La transizione come spesa pubblica

Per questo la domanda diventa una: i governi possono permettersi questo tipo di transizione? L’Inflation Reduction Act degli Stati Uniti ha impegnato 391 trilioni di dollari in un decennio. Rispettare questi impegni in un contesto di spazio fiscale limitato e di preoccupazioni sulla sostenibilità del debito pubblico sarà impegnativo. E il 2024, non dimentichiamo, è l’anno delle presidenziali Usa con la probabile sfida tra Trump e Biden.  Da chi la spunterà dipenderà la capacità (e le ambizioni) di riduzione delle emissioni degli Stati Uniti.

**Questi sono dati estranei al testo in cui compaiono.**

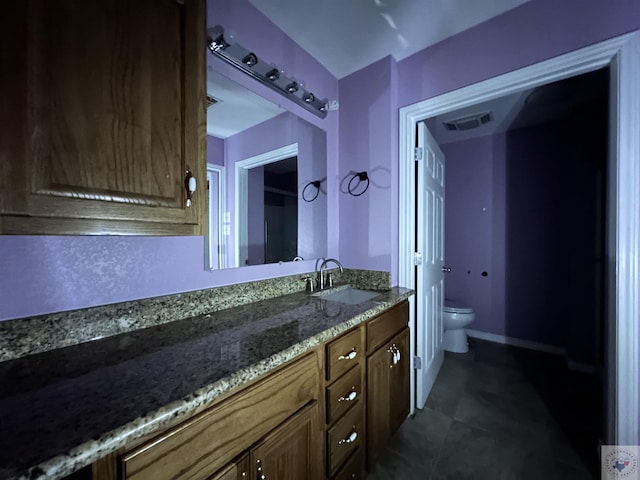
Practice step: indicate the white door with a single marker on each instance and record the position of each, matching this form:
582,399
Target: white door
429,275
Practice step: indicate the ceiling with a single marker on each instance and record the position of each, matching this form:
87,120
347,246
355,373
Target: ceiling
543,104
347,35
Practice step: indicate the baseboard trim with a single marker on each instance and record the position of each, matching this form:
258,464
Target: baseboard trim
541,347
516,342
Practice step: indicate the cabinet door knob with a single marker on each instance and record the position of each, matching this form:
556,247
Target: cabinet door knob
349,356
190,186
260,475
350,439
349,398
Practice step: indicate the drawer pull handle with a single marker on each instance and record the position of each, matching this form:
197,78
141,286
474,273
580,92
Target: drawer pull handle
350,439
260,475
349,356
395,352
349,398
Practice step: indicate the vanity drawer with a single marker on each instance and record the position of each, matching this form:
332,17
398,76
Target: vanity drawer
343,394
343,354
208,441
344,437
353,469
386,325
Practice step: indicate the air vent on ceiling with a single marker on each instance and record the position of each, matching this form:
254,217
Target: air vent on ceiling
211,101
468,122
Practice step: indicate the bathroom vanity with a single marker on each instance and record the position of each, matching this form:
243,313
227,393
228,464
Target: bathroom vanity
289,387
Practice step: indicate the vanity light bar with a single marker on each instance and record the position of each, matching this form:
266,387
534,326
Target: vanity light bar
249,63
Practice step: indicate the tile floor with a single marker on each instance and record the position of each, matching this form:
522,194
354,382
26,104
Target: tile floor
500,413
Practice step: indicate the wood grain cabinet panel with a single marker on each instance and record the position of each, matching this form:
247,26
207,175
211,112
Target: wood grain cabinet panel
345,437
353,469
343,354
105,118
293,450
343,394
239,469
388,378
208,441
386,325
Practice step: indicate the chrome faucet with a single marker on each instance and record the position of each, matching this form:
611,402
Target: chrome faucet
321,276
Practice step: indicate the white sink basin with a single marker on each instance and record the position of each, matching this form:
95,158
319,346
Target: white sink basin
349,295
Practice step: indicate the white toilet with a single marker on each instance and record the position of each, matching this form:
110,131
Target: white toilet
455,317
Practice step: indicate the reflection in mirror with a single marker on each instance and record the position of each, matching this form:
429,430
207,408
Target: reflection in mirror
266,156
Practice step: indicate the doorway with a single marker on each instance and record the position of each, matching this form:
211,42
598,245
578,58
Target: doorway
623,230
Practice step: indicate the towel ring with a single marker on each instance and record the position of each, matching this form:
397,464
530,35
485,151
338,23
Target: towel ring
307,197
361,177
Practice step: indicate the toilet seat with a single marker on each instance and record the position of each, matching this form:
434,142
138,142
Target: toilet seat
454,307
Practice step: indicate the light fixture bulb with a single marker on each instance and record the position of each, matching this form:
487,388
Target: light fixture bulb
250,59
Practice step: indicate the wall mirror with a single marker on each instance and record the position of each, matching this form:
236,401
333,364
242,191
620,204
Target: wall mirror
267,172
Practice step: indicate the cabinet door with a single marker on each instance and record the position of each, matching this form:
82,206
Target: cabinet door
387,392
400,388
293,451
239,469
106,116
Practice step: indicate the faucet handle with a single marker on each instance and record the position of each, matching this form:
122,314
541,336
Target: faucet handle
309,284
329,281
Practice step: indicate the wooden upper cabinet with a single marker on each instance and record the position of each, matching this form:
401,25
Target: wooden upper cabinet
105,117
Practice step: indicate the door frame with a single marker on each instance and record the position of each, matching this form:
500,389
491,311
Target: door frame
622,55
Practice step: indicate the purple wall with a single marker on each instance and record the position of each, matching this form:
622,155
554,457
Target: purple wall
215,150
523,207
533,32
474,222
48,274
368,142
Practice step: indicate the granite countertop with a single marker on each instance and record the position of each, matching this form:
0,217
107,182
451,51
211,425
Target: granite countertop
63,409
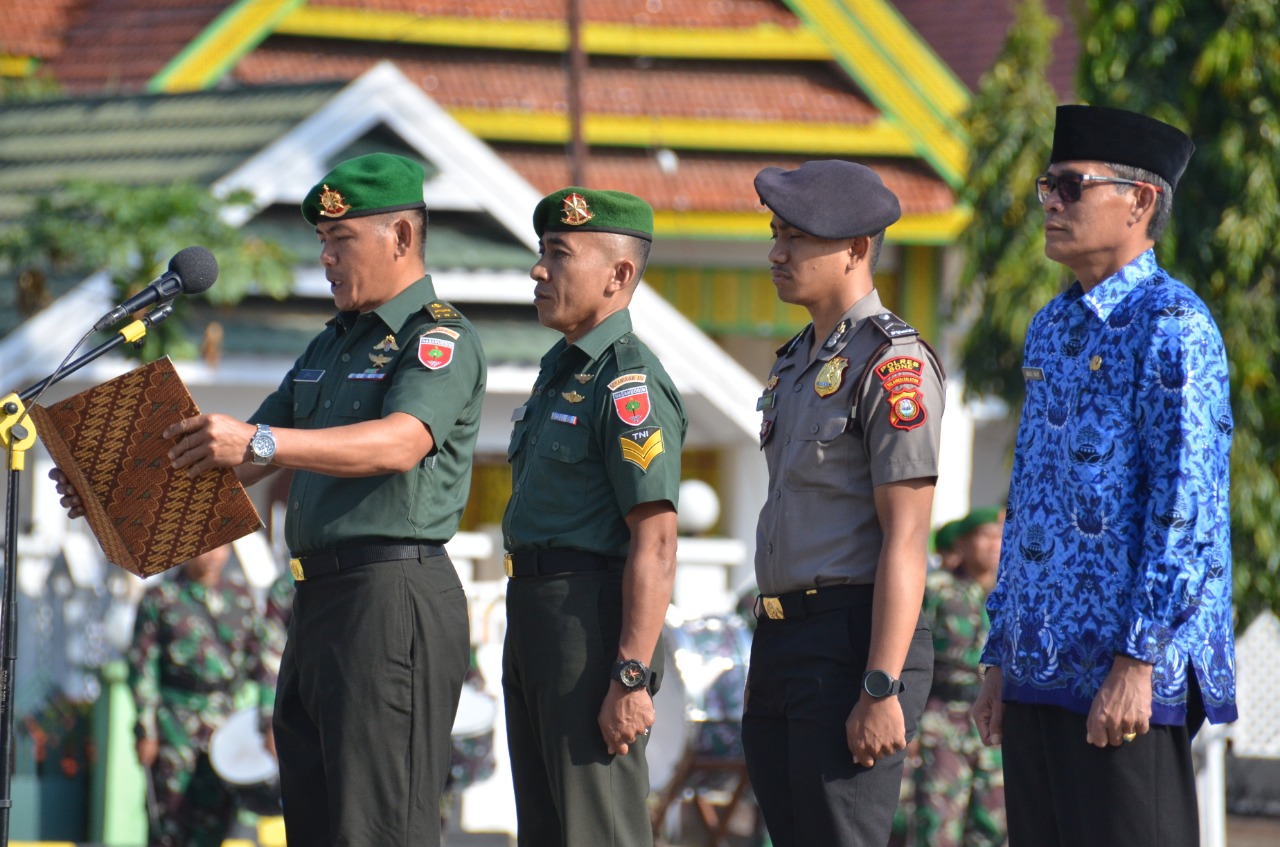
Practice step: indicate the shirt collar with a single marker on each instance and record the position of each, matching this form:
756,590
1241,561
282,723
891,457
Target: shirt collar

La preoccupazione per la crisi climatica non dovrebbe essere un tema polarizzante ma negli Usa – e non solo – lo è. Lo scorso anno solo il 22% degli americani che si reputano di destra considerava il cambiamento climatico una grave minaccia. Il divario fra destra e sinistra è molto più ampio di quanto non sia in altri Paesi. Un esempio è il caso dei Repubblicani del Texas, che cercano attivamente di mettere i bastoni fra le ruote alla forte crescita che il settore delle energie rinnovabili sta avendo nel loro stesso Stato.